The BarbariVan had one thing on the Van Damn: a better driver.

"Yeah yeah." Felix waved him off. "I don't seem to recall Jean-Claude being elected governor of California. Maybe Capheus is secretly taking after Schwarzenegger instead."

Jela gasped. "Blasphemy!"

"The Governator is a Republican, thank you very much," Nomi added with disgust.

"This is going to be a long trip," Kala sighed.

"Not at the maniacal speed they're going in this death trap."

"You think that's fast?" Felix asked, the two of them back to being best friends. "You should see Wolfie on the Autobahn."

Wolfgang and Capheus shared a knowing smile. If only Jela could've seen Capheus take over for Wolfie on the Autobahn.

The bus jerked suddenly to the side, a thumping sound interrupting as Conan on TV declared "Grant me revenge!" Wolfgang knew because Capheus knew that it was a tire blowout. Jela shook his head discouragingly as if he'd seen this all coming as they pulled over and started ushering everyone off the bus.

But instead of talking shit about them like he'd been doing since the airport, he immediately went to offer his assistance. How many times had they needed help they never got, stranded on the side of the road in a bus held together by prayer and duct tape?

Not waiting for them to request his expertise, Jela proceeded to instruct them on the proper use of the tire iron and then pushed them aside and masterfully changed it himself when they took too long. Capheus stood by watching, smiling with pride over his friend's unprovoked albeit passive aggressive kindness. This was why Capheus and Jela were serving their communities. And why Wolfgang and Felix were unemployed sugar babies.

"Will you please give them some money for a new tire?" Capheus asked him and Kala, empathetically sharing the defeated expression the driver and conductor both wore as they invited their passengers back on board a bus that would be driving on the spare until they could make enough to replace it. "I can reimburse you. It shouldn't cost more than—"

Taking Rajan's wallet without bothering to ask, Wolfgang handed the driver the contents, freshly refilled from an ATM at the hotel that morning. "For your tire."

"Austrian?" The driver asked hopefully, his eyes wider at Wolfgang's accent than the money.

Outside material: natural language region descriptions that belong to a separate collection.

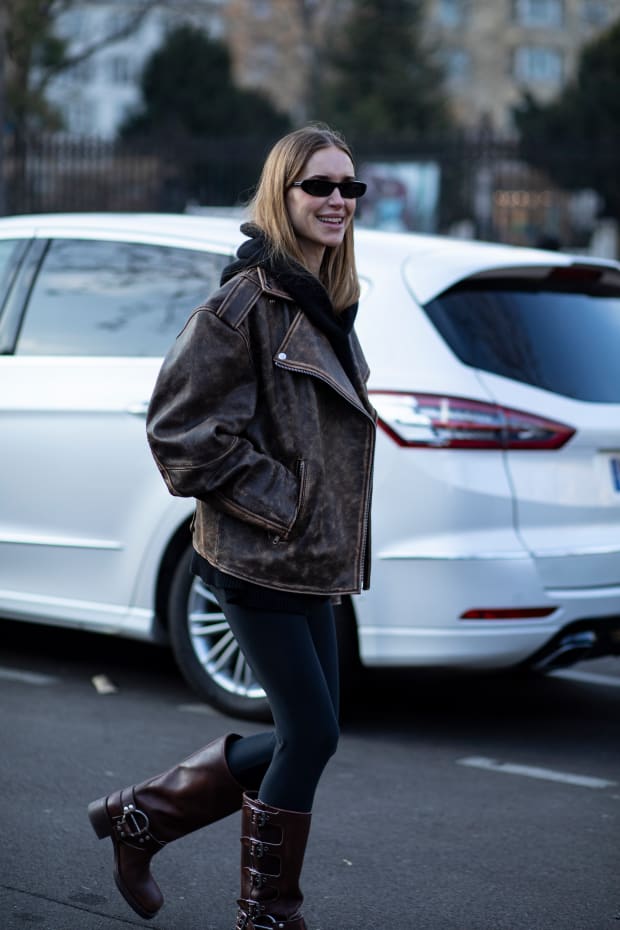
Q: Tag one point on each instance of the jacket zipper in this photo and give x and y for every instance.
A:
(314, 374)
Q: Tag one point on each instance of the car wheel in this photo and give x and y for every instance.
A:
(206, 650)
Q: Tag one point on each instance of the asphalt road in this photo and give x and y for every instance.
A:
(452, 804)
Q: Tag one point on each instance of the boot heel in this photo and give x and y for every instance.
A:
(98, 816)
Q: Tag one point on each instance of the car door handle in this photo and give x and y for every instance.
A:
(138, 410)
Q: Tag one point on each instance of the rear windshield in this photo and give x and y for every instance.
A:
(563, 340)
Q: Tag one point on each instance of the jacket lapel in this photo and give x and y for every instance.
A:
(306, 349)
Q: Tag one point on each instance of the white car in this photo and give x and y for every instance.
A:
(496, 516)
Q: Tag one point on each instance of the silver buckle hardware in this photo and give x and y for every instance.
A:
(260, 818)
(133, 823)
(258, 879)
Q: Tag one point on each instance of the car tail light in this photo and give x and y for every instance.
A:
(436, 422)
(507, 613)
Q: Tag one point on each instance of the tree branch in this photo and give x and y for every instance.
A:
(72, 60)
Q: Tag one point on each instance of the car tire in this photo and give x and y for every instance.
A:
(206, 651)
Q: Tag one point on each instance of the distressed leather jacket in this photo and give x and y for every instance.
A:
(253, 415)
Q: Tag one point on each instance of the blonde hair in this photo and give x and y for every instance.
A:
(283, 165)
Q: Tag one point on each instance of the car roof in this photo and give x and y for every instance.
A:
(431, 264)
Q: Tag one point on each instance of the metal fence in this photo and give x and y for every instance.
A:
(479, 188)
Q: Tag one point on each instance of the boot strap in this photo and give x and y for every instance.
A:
(252, 916)
(132, 828)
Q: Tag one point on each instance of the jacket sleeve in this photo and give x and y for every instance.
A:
(204, 398)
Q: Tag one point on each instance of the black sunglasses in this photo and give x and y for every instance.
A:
(321, 187)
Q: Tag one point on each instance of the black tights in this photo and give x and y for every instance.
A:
(295, 658)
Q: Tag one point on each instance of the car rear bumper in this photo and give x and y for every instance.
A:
(414, 615)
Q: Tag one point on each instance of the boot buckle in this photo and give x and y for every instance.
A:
(258, 849)
(260, 818)
(133, 823)
(258, 879)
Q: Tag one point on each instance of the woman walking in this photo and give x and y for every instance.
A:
(260, 413)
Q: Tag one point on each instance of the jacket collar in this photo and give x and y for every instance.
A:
(306, 349)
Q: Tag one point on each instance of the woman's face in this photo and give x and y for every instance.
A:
(320, 222)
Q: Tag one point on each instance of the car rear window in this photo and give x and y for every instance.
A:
(110, 298)
(565, 339)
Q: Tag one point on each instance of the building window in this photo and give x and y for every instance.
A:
(595, 12)
(538, 64)
(457, 64)
(262, 9)
(84, 72)
(120, 69)
(546, 14)
(452, 12)
(81, 118)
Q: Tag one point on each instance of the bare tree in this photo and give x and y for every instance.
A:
(34, 54)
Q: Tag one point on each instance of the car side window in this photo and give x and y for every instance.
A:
(8, 252)
(108, 298)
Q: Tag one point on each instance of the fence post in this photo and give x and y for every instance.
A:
(3, 28)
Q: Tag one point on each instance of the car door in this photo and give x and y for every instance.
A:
(80, 490)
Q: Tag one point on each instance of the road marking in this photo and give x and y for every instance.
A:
(199, 709)
(27, 678)
(587, 677)
(530, 771)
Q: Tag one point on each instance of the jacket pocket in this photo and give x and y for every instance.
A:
(301, 471)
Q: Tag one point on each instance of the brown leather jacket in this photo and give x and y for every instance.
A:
(253, 415)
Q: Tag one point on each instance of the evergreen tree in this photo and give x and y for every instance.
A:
(381, 77)
(187, 90)
(576, 137)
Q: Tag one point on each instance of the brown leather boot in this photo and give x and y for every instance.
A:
(273, 843)
(140, 820)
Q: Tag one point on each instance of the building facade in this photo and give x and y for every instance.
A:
(495, 50)
(95, 96)
(492, 51)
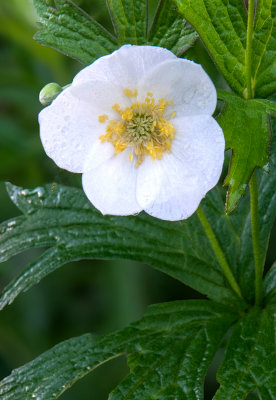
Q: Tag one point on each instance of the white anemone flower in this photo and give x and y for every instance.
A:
(138, 125)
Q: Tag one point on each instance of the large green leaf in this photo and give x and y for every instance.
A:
(250, 360)
(247, 131)
(160, 348)
(70, 30)
(222, 25)
(270, 286)
(62, 218)
(263, 57)
(170, 30)
(129, 18)
(267, 214)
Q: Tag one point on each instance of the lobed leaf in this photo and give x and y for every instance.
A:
(246, 127)
(170, 30)
(129, 18)
(263, 57)
(67, 28)
(250, 360)
(222, 27)
(62, 218)
(267, 214)
(160, 348)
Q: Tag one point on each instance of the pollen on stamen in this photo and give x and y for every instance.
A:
(142, 128)
(173, 114)
(102, 118)
(130, 93)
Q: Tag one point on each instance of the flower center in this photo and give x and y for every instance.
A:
(141, 127)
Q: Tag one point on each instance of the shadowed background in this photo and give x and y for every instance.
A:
(88, 296)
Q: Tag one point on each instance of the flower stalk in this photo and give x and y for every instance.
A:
(248, 53)
(218, 252)
(259, 265)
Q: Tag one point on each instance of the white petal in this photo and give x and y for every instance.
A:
(100, 96)
(99, 153)
(111, 187)
(173, 187)
(183, 82)
(68, 130)
(124, 67)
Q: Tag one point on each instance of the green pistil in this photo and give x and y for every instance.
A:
(140, 127)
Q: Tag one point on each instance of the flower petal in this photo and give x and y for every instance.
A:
(183, 82)
(124, 67)
(111, 187)
(173, 187)
(67, 131)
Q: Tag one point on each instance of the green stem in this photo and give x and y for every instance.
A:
(218, 251)
(259, 265)
(248, 52)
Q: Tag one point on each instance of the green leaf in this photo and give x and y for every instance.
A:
(222, 25)
(70, 30)
(170, 30)
(129, 18)
(270, 286)
(263, 49)
(250, 360)
(267, 214)
(247, 132)
(160, 348)
(62, 218)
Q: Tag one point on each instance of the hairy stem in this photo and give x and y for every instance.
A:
(248, 52)
(218, 251)
(259, 265)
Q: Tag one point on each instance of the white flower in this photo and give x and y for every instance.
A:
(138, 124)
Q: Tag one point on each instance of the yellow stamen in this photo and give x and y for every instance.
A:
(130, 93)
(102, 118)
(141, 127)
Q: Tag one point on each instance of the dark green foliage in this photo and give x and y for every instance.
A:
(168, 350)
(70, 30)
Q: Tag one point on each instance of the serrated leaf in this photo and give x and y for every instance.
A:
(222, 25)
(270, 286)
(64, 219)
(250, 360)
(263, 57)
(246, 127)
(267, 214)
(129, 18)
(160, 348)
(70, 30)
(170, 30)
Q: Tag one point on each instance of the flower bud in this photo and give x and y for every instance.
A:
(49, 93)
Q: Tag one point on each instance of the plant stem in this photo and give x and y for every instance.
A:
(248, 51)
(218, 251)
(259, 265)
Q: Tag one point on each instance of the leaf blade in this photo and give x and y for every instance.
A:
(78, 356)
(82, 232)
(68, 29)
(250, 360)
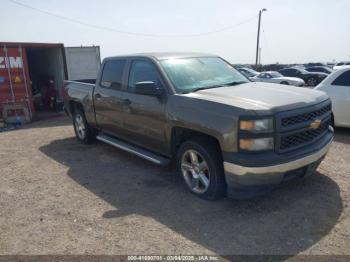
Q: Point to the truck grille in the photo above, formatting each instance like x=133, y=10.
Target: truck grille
x=295, y=130
x=304, y=137
x=293, y=120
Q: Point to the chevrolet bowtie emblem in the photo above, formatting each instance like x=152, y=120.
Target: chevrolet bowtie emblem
x=316, y=124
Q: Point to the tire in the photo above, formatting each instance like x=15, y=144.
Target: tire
x=312, y=81
x=83, y=132
x=203, y=174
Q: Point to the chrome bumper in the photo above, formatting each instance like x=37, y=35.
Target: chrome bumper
x=252, y=176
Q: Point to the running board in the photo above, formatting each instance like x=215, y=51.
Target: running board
x=152, y=157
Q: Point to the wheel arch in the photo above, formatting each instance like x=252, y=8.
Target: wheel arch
x=180, y=134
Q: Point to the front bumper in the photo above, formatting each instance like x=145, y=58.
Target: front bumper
x=244, y=176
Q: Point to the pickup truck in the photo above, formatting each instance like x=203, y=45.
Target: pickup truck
x=225, y=133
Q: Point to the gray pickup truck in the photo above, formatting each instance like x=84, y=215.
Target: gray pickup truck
x=225, y=133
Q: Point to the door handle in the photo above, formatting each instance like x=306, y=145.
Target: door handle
x=126, y=102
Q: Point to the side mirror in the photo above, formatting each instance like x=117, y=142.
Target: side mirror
x=148, y=88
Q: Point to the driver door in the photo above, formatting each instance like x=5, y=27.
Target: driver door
x=144, y=116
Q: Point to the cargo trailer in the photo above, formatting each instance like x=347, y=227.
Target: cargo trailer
x=32, y=76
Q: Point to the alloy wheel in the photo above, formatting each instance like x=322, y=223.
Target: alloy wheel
x=195, y=171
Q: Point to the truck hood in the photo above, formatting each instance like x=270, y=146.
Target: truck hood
x=261, y=96
x=294, y=79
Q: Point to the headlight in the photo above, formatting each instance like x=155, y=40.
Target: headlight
x=262, y=125
x=258, y=144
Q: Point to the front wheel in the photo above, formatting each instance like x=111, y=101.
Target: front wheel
x=201, y=167
x=84, y=133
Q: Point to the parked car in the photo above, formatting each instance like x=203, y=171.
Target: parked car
x=322, y=69
x=275, y=77
x=248, y=72
x=337, y=86
x=314, y=64
x=311, y=79
x=341, y=65
x=226, y=133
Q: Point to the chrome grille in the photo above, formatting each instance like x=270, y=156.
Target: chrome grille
x=293, y=120
x=304, y=137
x=295, y=129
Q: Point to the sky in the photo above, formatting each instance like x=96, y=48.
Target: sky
x=293, y=31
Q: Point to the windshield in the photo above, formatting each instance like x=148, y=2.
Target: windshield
x=275, y=74
x=191, y=74
x=302, y=70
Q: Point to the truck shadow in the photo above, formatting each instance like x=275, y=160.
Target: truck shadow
x=287, y=221
x=342, y=135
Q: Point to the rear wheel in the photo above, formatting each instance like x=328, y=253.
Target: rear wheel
x=201, y=167
x=84, y=133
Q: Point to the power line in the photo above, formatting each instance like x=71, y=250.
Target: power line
x=266, y=43
x=129, y=32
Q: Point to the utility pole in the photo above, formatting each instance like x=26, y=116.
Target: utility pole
x=258, y=39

"Ja," Felix said in his best Austrian accent before Wolfgang could shake his head. "Hier ist Conan!"

Fuck.

Felix laughed with Jela as the driver and conductor both enthusiastically shook Wolfgang's hand and gave their best Arnold impressions. Capheus beamed at him, the rest of their cluster gathering around to pat Wolfgang on the back. "That was very sweet," Kala said in their heads.

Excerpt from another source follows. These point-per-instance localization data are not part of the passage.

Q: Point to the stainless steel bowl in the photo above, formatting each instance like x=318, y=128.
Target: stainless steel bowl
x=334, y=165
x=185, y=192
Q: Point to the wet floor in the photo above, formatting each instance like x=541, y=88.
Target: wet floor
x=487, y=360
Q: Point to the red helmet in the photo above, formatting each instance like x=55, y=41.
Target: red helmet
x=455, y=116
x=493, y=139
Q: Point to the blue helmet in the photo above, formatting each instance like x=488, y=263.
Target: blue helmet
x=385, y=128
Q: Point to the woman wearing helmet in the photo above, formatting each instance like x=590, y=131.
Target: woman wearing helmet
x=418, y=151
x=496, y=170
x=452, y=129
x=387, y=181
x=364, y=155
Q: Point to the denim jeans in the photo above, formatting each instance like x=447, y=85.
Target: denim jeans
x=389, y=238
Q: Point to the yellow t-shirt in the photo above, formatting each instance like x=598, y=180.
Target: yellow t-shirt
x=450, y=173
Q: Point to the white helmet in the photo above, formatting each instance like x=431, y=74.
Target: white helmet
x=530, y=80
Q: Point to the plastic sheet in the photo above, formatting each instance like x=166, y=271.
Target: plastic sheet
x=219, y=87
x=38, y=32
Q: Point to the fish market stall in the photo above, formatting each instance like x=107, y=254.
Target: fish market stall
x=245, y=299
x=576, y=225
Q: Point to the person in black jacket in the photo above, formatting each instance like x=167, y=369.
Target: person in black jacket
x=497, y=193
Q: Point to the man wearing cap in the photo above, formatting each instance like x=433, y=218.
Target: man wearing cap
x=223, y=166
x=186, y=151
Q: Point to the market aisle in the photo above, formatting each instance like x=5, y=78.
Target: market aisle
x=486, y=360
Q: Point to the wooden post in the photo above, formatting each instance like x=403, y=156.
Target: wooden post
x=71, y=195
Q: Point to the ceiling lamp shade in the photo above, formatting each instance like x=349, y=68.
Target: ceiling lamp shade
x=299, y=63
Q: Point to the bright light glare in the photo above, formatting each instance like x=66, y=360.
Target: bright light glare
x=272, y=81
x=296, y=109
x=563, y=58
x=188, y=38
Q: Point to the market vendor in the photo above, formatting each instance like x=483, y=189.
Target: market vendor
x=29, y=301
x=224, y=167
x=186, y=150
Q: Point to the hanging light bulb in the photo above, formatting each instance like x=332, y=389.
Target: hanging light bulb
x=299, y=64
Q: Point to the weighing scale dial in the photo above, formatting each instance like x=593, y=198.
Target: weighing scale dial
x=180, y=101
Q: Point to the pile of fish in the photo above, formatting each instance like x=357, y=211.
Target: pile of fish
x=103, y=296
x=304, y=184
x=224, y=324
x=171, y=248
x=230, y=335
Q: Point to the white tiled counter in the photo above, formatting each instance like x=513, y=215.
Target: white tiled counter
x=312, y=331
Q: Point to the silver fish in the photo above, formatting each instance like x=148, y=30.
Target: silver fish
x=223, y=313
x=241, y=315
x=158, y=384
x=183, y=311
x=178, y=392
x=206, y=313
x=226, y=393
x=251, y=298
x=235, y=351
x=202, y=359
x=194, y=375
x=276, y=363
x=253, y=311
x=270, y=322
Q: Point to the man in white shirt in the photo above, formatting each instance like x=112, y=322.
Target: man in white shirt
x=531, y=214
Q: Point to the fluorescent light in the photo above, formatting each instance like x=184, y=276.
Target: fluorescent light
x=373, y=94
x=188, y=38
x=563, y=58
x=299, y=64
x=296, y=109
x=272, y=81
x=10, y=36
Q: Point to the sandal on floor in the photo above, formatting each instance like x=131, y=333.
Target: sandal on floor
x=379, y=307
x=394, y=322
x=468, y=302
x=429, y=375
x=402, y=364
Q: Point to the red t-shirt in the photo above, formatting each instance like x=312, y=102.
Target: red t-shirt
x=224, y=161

He rolled his eyes. It was hardly a good deed. He didn't do it for Capheus. He didn't even do it for the BarbariVan. He did it because he didn't want to be the only one not robbing Rajan on this trip.

"I had no idea Nairobi was so expensive," Rajan remarked with wonder.

Jela and Felix both put their arms around him. "Just wait until we get to the market. Driver, drop us at the nearest ATM!"